At its June monetary policy meeting, the ECB cut the rate on its deposit facility for banks from 0 percent to minus 0.10 percent—the first time a major global central bank has moved rates into negative territory.
It also cut its main interest rate to from 0.25 percent to 0.15 percent, and cut the rate on its marginal lending facility by 35 basis points to 0.4 percent from 0.75 percent.
In addition, he said the ECB had undertaken “preparatory work” in order to conduct a form of U.S.Federal Reserve-style bond-buying by purchasing asset-backed securities (ABS) from banks.
Furthermore, Draghi said the ECB would cease sterilizing the liquidity injected from its Securities Markets Program. The program involved the purchase of bonds from troubled “peripheral” euro zone countries.
“We decided on a combination of measures … to support lending to the real economy,” Draghi said.

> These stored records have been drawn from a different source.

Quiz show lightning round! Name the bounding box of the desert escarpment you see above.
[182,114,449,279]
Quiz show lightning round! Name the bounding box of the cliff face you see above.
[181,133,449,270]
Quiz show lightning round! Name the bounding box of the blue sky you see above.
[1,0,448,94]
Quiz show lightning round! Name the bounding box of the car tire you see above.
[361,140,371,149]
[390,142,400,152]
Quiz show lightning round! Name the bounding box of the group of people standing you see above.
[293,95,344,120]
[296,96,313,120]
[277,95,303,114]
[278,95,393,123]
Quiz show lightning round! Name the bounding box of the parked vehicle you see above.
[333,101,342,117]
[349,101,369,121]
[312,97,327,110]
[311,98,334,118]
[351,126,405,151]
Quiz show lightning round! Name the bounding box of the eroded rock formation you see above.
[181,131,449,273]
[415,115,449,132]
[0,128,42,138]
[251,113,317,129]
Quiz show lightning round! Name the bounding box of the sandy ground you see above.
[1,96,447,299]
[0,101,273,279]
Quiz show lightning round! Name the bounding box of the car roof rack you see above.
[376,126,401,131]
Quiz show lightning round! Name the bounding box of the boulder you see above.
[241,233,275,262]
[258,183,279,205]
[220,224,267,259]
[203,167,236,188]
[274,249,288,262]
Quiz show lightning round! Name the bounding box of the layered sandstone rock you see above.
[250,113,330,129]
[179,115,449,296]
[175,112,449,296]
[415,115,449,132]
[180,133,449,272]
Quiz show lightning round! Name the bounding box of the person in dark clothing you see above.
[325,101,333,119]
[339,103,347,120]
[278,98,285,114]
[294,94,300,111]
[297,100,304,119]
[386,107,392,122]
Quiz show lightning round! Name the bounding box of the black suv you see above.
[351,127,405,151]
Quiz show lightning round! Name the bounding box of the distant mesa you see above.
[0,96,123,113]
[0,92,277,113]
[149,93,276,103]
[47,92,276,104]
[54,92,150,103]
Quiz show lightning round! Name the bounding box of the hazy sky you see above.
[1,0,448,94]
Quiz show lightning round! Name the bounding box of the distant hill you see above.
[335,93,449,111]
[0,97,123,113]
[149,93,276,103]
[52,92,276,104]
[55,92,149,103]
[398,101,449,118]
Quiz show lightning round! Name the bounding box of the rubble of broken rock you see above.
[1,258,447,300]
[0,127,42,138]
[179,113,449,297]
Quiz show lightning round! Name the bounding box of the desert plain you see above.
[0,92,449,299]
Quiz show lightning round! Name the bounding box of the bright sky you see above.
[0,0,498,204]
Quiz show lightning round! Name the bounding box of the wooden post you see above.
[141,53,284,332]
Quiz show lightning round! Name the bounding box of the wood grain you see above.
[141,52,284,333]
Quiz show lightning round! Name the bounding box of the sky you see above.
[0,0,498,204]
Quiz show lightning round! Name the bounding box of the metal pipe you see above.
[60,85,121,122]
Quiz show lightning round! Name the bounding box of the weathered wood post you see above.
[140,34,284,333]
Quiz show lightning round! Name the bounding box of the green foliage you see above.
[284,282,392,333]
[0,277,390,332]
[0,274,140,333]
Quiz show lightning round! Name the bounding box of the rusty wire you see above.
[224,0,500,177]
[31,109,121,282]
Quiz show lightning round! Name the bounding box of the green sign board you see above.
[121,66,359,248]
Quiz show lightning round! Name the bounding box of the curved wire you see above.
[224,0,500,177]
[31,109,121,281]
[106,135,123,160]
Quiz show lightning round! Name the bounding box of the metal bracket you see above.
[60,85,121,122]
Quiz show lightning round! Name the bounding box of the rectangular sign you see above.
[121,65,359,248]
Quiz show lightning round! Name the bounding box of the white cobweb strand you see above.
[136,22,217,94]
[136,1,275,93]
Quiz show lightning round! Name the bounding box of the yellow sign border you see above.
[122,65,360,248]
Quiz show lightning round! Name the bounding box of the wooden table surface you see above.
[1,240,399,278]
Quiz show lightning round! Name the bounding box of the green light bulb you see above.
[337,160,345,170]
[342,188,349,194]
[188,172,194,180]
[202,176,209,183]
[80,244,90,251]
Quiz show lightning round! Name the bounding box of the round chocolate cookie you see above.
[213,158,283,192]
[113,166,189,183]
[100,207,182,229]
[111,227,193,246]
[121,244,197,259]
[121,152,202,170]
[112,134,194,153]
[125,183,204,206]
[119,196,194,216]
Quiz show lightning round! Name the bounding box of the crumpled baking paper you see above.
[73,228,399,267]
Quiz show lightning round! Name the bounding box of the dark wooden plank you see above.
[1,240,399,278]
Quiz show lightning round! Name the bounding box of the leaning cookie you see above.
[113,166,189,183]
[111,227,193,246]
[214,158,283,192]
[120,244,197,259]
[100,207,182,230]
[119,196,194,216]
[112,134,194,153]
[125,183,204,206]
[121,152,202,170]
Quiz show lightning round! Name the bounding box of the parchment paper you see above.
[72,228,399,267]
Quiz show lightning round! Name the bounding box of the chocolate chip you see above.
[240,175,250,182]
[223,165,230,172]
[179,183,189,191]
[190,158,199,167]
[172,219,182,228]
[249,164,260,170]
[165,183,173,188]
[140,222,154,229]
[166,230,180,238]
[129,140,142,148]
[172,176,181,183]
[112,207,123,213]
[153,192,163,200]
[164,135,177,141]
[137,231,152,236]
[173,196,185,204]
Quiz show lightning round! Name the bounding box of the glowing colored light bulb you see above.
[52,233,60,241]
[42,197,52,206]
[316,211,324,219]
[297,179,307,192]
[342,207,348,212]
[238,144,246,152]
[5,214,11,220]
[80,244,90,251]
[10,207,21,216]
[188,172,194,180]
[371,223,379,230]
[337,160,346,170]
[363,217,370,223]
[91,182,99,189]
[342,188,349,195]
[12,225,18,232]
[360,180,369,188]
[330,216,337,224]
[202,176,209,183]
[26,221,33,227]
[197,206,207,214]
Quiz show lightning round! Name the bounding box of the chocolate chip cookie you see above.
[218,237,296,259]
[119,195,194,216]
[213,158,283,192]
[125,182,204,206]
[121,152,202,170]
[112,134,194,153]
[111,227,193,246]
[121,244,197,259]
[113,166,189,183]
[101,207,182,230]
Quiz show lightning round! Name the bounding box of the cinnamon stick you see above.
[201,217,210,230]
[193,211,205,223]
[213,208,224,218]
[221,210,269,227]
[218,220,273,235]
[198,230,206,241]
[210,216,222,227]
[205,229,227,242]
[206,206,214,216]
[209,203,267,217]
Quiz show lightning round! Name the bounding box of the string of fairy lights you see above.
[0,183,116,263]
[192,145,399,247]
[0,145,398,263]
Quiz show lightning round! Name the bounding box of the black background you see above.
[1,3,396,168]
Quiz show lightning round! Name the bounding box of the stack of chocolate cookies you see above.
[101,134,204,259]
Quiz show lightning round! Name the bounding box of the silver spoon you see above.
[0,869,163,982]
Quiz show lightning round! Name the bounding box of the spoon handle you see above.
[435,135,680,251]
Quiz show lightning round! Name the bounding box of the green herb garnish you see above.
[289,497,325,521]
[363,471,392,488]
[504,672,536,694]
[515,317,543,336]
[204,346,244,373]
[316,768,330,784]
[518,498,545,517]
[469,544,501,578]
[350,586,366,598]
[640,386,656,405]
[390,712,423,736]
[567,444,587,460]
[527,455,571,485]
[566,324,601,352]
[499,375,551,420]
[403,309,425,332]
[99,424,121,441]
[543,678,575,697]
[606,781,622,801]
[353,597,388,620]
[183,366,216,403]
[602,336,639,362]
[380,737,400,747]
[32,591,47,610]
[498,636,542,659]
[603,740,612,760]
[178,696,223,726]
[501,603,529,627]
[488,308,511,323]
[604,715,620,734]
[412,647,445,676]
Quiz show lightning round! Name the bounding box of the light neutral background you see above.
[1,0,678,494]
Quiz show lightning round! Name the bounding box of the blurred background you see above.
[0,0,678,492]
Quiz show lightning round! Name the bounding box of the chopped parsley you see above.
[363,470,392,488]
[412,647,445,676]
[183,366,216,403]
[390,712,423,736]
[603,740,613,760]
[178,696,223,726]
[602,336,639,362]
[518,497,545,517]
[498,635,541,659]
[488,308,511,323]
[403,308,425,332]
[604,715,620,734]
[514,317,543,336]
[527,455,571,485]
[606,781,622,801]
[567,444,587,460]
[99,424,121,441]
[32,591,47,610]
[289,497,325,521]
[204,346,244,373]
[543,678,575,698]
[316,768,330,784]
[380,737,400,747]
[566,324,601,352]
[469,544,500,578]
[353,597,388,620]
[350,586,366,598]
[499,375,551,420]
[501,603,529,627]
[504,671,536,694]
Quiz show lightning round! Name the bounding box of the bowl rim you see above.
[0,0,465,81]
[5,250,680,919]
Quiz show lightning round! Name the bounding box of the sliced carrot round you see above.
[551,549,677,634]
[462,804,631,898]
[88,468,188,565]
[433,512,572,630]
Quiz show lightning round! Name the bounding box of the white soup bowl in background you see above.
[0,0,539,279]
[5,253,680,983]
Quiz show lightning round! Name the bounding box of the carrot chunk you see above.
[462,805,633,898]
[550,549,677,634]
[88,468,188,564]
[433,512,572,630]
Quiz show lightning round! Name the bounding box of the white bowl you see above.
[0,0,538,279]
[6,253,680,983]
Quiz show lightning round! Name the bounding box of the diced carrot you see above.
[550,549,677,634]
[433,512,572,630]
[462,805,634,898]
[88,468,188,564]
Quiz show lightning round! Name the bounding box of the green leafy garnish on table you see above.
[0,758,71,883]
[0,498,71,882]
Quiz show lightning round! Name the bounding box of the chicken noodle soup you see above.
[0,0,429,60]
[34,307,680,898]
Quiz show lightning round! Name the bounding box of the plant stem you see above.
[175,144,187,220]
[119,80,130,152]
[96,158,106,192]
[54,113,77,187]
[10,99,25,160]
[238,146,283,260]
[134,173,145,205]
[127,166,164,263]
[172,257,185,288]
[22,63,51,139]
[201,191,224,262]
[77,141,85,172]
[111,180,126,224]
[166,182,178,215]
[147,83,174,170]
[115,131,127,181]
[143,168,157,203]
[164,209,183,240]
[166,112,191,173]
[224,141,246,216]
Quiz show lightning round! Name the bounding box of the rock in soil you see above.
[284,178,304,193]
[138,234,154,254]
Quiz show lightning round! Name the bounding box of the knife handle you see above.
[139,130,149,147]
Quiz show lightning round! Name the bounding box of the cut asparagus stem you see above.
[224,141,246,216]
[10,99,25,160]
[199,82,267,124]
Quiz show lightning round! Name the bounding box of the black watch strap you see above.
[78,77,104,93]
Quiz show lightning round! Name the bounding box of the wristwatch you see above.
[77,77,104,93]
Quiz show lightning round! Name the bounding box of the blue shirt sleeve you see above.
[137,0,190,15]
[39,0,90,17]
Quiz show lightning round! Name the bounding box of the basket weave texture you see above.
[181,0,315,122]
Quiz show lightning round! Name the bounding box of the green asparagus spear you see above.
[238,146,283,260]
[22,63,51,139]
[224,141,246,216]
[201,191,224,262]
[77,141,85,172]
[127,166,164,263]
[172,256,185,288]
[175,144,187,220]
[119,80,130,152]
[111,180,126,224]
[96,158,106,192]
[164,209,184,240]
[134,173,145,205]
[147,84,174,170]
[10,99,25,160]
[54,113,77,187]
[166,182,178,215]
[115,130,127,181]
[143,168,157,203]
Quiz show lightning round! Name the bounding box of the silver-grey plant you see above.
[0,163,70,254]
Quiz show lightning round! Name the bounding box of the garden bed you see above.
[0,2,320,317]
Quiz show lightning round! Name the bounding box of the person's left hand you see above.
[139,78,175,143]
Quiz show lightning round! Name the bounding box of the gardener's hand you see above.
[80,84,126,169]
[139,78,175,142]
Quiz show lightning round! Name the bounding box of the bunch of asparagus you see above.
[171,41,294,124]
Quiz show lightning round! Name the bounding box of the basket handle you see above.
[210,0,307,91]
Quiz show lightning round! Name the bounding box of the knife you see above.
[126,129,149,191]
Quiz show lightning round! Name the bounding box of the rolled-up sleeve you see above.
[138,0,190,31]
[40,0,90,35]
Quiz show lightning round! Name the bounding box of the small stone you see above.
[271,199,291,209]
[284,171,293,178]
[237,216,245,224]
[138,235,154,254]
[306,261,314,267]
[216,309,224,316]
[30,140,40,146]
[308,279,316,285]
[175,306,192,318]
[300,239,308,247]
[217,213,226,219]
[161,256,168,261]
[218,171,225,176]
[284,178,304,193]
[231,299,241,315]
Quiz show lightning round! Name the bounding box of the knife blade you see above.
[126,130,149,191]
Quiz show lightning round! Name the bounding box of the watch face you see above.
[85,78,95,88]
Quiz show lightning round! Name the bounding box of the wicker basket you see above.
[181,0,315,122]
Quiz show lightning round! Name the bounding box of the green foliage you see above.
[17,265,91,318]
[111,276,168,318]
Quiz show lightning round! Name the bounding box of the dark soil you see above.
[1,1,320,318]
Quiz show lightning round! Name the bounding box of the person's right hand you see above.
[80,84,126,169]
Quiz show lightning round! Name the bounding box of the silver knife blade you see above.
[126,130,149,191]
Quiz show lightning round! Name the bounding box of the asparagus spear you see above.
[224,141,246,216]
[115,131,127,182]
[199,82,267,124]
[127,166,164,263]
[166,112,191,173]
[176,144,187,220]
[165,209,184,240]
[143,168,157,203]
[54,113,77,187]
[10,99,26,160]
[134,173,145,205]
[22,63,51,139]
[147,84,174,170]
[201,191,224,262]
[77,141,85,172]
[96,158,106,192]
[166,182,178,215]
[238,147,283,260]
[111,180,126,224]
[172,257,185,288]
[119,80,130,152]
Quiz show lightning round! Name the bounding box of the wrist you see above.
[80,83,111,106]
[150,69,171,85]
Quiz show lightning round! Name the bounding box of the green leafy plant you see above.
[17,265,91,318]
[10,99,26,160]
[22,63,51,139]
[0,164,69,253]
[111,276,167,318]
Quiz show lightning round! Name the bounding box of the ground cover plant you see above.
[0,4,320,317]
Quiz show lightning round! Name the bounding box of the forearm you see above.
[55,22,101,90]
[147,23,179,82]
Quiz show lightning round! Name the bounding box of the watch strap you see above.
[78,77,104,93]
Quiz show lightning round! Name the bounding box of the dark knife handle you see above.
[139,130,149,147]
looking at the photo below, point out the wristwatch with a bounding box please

The euro zone’s inflation rate is currently well below the ECB’s target of just under 2 percent, having fallen unexpectedly to 0.5 percent last month, its lowest level since autumn 2009.
The euro declined against the U.S. dollar to 1.351 from 1.3600 after Draghi began speaking. It has shed almost 3 percent from highs near $1.4000 after Draghi prepared the market in May for possible policy action in June.
Meanwhile, the German Dax index rose above 10,000 points for the first time ever and the pan-European FTSEurofirst 300 rose to 1,387.
“We think this is a significant package,” Draghi said. “Are we finished? No.”
He said the decision to launch a raft of stimulus measures had been unanimous across the ECB’s decision-making council.
“I am really very grateful to all my colleagues on the Governing Council,” said Draghi.
Kit Juckes, macro strategist at Societe Generale, said Draghi’s policy announcement would boost markets across the board.
“The gist is that he is doing everything short of full QE (quantitative easing) to support the economy, and that will be reflected in stronger asset prices generally,” Juckes said in a research note.
“The carrot of full QE is still dangling in front of us.”